Asuragen, Inc., 2150 WOODWARD ST, AUSTIN, TX, 78744
Socially and Economically Disadvantaged:
AbstractDESCRIPTION (provided by applicant): Cervical cancer, caused by human papillomaviruses (HPVs), is a major public health problem, worldwide. About 230,000 women die of cervical cancer every year, the majority in developing countries. Although early detection via routine cytological screenings (Pap smears) and HPV testing have lowered both the incidence and mortality of cervical cancer, significant problems and barriers remain, including the low predictive value of current testing. As many as 3 million Pap smears are classified as inconclusive in the US every year leading to costly and invasive follow-up procedures and emotional stress in patients. MicroRNAs (miRNAs) are small, regulatory RNAs encoded by the plant, animal, and fungal genomes that act to inhibit expression of specific target genes.

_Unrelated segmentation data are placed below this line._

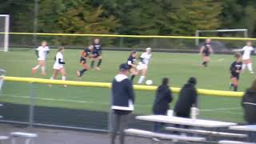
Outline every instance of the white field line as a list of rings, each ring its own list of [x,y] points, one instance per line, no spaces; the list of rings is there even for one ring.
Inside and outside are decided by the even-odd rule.
[[[10,94],[0,94],[3,97],[12,97],[12,98],[26,98],[29,99],[30,98],[30,96],[18,96],[18,95],[10,95]],[[99,105],[110,105],[109,102],[93,102],[93,101],[77,101],[77,100],[71,100],[71,99],[56,99],[56,98],[34,98],[35,99],[38,100],[43,100],[43,101],[56,101],[56,102],[74,102],[74,103],[93,103],[93,104],[99,104]],[[138,107],[150,107],[149,106],[146,105],[136,105],[136,106]]]
[[[200,111],[218,111],[218,110],[239,110],[241,107],[226,107],[226,108],[219,108],[219,109],[204,109],[200,110]]]

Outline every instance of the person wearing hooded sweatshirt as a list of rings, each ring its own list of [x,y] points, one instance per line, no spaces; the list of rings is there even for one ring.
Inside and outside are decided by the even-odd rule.
[[[177,117],[190,118],[191,107],[198,106],[196,84],[196,78],[191,77],[179,92],[179,96],[174,107],[174,113]]]
[[[112,82],[112,106],[110,117],[111,144],[115,143],[118,130],[120,144],[124,143],[124,130],[127,128],[129,115],[134,110],[134,92],[132,82],[128,78],[129,70],[128,64],[121,64],[119,74]]]
[[[173,101],[172,93],[169,86],[169,79],[162,78],[162,85],[157,89],[154,102],[153,113],[155,115],[166,115],[170,109],[169,103]],[[161,122],[154,123],[154,131],[157,132],[162,126]]]
[[[242,97],[242,106],[244,109],[245,121],[249,125],[256,125],[256,80]],[[256,142],[256,132],[250,132],[249,139],[250,142]]]

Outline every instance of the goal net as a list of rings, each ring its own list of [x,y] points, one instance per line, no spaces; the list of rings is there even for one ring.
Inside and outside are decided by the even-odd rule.
[[[196,30],[195,37],[230,37],[230,38],[248,38],[247,29],[235,30]],[[204,39],[195,38],[195,45],[201,46]],[[217,50],[228,50],[232,48],[239,47],[245,43],[243,41],[213,40],[213,47]]]
[[[0,51],[8,51],[9,19],[8,14],[0,14]]]

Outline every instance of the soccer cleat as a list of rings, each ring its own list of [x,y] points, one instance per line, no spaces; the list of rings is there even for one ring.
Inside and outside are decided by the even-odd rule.
[[[102,69],[99,67],[95,67],[95,70],[101,70]]]

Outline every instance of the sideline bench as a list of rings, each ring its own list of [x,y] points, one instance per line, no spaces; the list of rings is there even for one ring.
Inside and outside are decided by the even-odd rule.
[[[208,130],[191,130],[191,129],[183,129],[183,128],[177,128],[177,127],[166,127],[166,129],[170,131],[193,133],[197,134],[212,135],[212,136],[217,136],[217,137],[230,137],[230,138],[245,138],[247,137],[247,134],[208,131]]]
[[[16,138],[25,138],[25,144],[33,143],[33,139],[38,137],[36,134],[23,133],[23,132],[14,132],[10,133],[10,142],[11,144],[16,143]]]
[[[138,129],[127,129],[124,130],[126,134],[132,135],[135,137],[142,137],[147,138],[159,138],[162,140],[172,140],[174,142],[178,141],[186,141],[186,142],[205,142],[205,138],[199,137],[190,137],[190,136],[182,136],[175,134],[167,134],[154,133],[151,131],[142,130]]]
[[[218,141],[219,144],[255,144],[252,142],[239,142],[239,141]]]

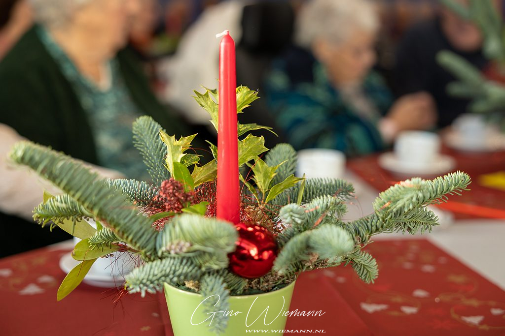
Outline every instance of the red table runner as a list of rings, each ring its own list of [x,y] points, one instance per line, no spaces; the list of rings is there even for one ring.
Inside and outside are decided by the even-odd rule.
[[[380,270],[374,285],[350,266],[303,274],[286,329],[339,336],[505,335],[505,292],[427,241],[378,241],[367,249]],[[66,250],[47,248],[0,259],[0,334],[172,335],[163,295],[127,295],[80,285],[60,302]],[[289,334],[286,333],[286,334]]]
[[[505,191],[481,185],[479,177],[484,174],[505,170],[505,152],[486,154],[462,154],[444,149],[443,153],[456,160],[454,169],[470,175],[471,192],[461,196],[449,196],[450,201],[440,207],[454,214],[457,218],[505,219]],[[380,154],[353,159],[348,168],[366,182],[382,191],[398,182],[397,177],[380,167],[377,163]]]

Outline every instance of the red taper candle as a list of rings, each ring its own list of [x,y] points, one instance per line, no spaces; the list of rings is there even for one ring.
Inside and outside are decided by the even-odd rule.
[[[219,110],[216,216],[240,222],[235,42],[225,31],[219,45]]]

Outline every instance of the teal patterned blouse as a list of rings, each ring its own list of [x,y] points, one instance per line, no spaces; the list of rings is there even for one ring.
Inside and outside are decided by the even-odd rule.
[[[71,84],[87,115],[100,165],[128,178],[148,178],[142,158],[132,143],[132,123],[141,115],[140,111],[131,100],[117,61],[113,59],[108,64],[110,86],[100,89],[79,73],[46,30],[38,26],[37,33]]]
[[[275,60],[265,84],[269,110],[297,150],[331,148],[352,156],[383,149],[376,124],[392,96],[375,73],[362,87],[374,111],[366,117],[335,90],[323,65],[305,50],[290,50]]]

Recent studies have shown that miRNAs play key roles in many cellular processes, including development and differentiation. The role of miRNAs in the development of diseases and cancers has just begun to emerge. Furthermore, recent data show that many viruses encode miRNAs that regulate both viral and cellular gene expression to establish and maintain productive infection. Work at Ambion and in Golub's lab has shown that miRNAs are differentially expressed in specific types of cancers, providing the first evidence that miRNAs can be used to classify human tumors and develop diagnostic assays. Our hypothesis is that miRNAs are involved in the host-cell response to HPV infection and in HPV- induced cellular transformation, and that HPVs, themselves, encode miRNAs that are involved in these processes. We propose to investigate host cell and viral miRNAs involved in HPV infection for the purpose of better understanding the natural history of HPV infections and the early events that lead to the onset of cervical cancer. In Phase I, we will use a miRNA profiling system to analyze the host cell miRNA response to HPV infection and transformation in HPV-positive cell models and cervical biopsies. We will also explore the identification and validation of HPV-encoded miRNAs and determine their relevance to HPV infection and transformation. Phase II will encompass wider evaluation of the identified cellular and viral miRNAs in clinical samples as potential biomarkers and a diagnostic assay will be developed based on these miRNAs.
* information listed above is at the time of submission.